I never used to think about the inhumanely petite women, flawlessly airbrushed across the media. I wasn’t worried about gender bias in science, or the sexism of it all.
And once I joked to someone, “You know, if you find yourself in a support group, then you know you’re in trouble.” It was really funny.
Now everyone’s put-off when I wear a necklace that shows under my collar. I want to scream.
I’m not a freak and I seriously don’t care!
I wish it was true.
My body feels like clothing, like a heavy, gaudy outfit that I’m sick of looking at. And I don’t want to know what’s underneath.
I almost forgot about all of this. I’m absorbed in my work and playing dead-is-dead Skyrim until my trigger fingers hurt and I can’t really hold the controller properly. I’m happy this way.
A reflection in the mirror catches my eye, “oh, it’s you.” At least my hair looks nice.
I imagine that cis women get a lot more out of the time that they put into their appearance. They blow out their hair, put on their makeup, and look ten times better. I wish I looked ten times better.
This, like most things in my life, is new. I used to think that I was a good looking guy, that I could date anyone I wanted if I just stepped up my game. It turns out that I just needed to act like a guy.
I touched my first kiss too lightly. I was a sophomore and she was a senior and she assumed I wasn’t ready. It turns out that she was nicer than she looked.
And girls assume that you’re coming on too strong if they think you’re a man and you think you’re a man but you’re actually female and deluded. This is starkly clear to me now.
Me: “I like you and think you’re great!”
All of this is a memory. I spend a lot of time now just learning new words for new things, like eisoptrophobia (fear of one’s reflection). But I’m not sure if it applies because I’m not afraid of my reflection, it just startles me if I’m not paying attention. I thought of taking down the mirrors in my apartment, but it makes the place look so much smaller.
From my journal, six days before realizing that I am female:
“Last night I had a glimmer of a thought of what is going to happen but now I can’t place it. The day before, I woke up looking forward to something I can’t remember. Is something going to happen soon? Of course it is, but chances are technically slim that it is something that I have in mind… if I had something in mind.
What is this thing on the horizon?
The thought I had last night was like a green aurora sunrise. It was joyous and warm and I wanted to be there, I was there for a short moment. It was as if… I have no idea. There is no analogue to this feeling, not in drugs or experience. Maybe… no. It’s nothing you have seen or experienced before. I can’t imagine anything that would make me feel that way. There is also a clean-slate element to it. Anything I imagine to compare it to has baggage that makes it different. The new feeling is unattached to anything in the past.
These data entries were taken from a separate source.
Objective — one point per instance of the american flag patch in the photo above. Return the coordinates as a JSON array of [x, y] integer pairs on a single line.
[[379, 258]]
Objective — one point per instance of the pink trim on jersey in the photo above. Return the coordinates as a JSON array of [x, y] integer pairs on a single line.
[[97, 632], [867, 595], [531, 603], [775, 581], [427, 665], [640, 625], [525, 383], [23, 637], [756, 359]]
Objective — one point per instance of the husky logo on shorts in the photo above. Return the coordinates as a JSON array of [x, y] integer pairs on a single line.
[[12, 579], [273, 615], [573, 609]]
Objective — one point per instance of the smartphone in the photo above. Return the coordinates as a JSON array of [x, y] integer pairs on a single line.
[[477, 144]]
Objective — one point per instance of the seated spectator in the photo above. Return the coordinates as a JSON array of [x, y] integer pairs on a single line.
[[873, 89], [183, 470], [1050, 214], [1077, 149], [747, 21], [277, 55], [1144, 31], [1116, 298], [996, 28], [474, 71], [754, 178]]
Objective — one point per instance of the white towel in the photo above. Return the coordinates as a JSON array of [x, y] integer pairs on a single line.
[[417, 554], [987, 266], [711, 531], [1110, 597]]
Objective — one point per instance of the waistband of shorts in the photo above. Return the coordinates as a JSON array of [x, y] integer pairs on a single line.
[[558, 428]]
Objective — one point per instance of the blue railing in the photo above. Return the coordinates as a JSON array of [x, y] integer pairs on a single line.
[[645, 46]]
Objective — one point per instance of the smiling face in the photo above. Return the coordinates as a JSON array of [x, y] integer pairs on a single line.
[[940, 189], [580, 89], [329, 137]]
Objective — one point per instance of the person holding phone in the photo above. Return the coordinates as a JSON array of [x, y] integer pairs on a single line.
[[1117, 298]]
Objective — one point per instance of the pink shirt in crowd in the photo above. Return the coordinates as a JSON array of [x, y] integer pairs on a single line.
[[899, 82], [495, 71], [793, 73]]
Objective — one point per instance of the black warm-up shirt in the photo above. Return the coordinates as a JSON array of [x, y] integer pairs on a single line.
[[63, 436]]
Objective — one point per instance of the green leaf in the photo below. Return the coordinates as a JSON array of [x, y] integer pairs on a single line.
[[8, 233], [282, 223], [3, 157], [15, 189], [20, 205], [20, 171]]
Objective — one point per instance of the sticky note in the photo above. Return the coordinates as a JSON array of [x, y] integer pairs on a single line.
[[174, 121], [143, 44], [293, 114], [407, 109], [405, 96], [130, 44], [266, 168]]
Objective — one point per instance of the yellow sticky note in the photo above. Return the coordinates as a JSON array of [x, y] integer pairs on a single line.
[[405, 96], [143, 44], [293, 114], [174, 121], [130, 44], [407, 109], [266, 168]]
This is so random and strange.
I woke up the day before thanksgiving and felt myself looking forward to something, I had assumed I was looking forward to being reunited with my old friends or that it was something from a dream, but these things didn’t fit. I felt something was going to happen and I couldn’t wait. What was it?”
From my journal:
“What I feel now is not true hopelessness, it is not full absence of hope. It is shock and panic and fear as I contemplate how my newly realized identity changes things for me, changes my future. But it is a positive change in the long run. I am more stable. And I am arguably more realistic, not living in a fantasy of anything that I could imagine to make the world make sense in my terrible ignorance of my true self. I even seem to have the ability to write now when I could not write before. My old journals are an exploded debris field of confusion and pain, longing and despair. Now I know.”
I’m a trans girl. I’ve known this for half a year now and had spent the vast majority of my life as male. I strived to live up to the male ideal, fulfill male conventions. I lived life as a man. I did not have a clue that I was another gender. Sure, my friends would make fun of me for being soft spoken, with feminine posture and long hair, but that was just upsetting.
One day I was really hung over and it occurred to me, “Hey, maybe I’m a woman.” I thought I was tripping but the idea stuck with me. Eventually I told my GF about it, and then it was a thing. For the next three months I was physically ill (flu season), literally beside myself (myself!) and still without a clue. I talked to my shrink, I talked to my other shrink, my Mom, my FTM trans friends, and they asked, “Well, how do you know?” There is no way to answer this question, which apparently everyone will ask you if you tell them you’re another gender.
You can talk to your hair dresser, you can shave or not shave, you can go through seven bottles of nail polish, you can consider gender reassignment surgery. All of these things have plusses and minuses but I felt alone and disconnected from the world as I obsessed about my options. There didn’t seem to be a path forward for me or other trans people who do not plan to undergo gender reassignment surgery or hormone therapy. It’s like a new thing, exciting and scary and new. Should I consider myself lucky?
I didn’t go very far with my appearance and left my hormones unmodified. I still look like a man, a man with an angled bob haircut and clear nail polish, but these things are subtle. These things are a delicate balancing act between social norms and the sense that I am on acid. Why do I say that? Because realizing that you’re a trans girl after being a cis guy for 20+ years is like being on an acid trip that you’ve somehow gotten used to.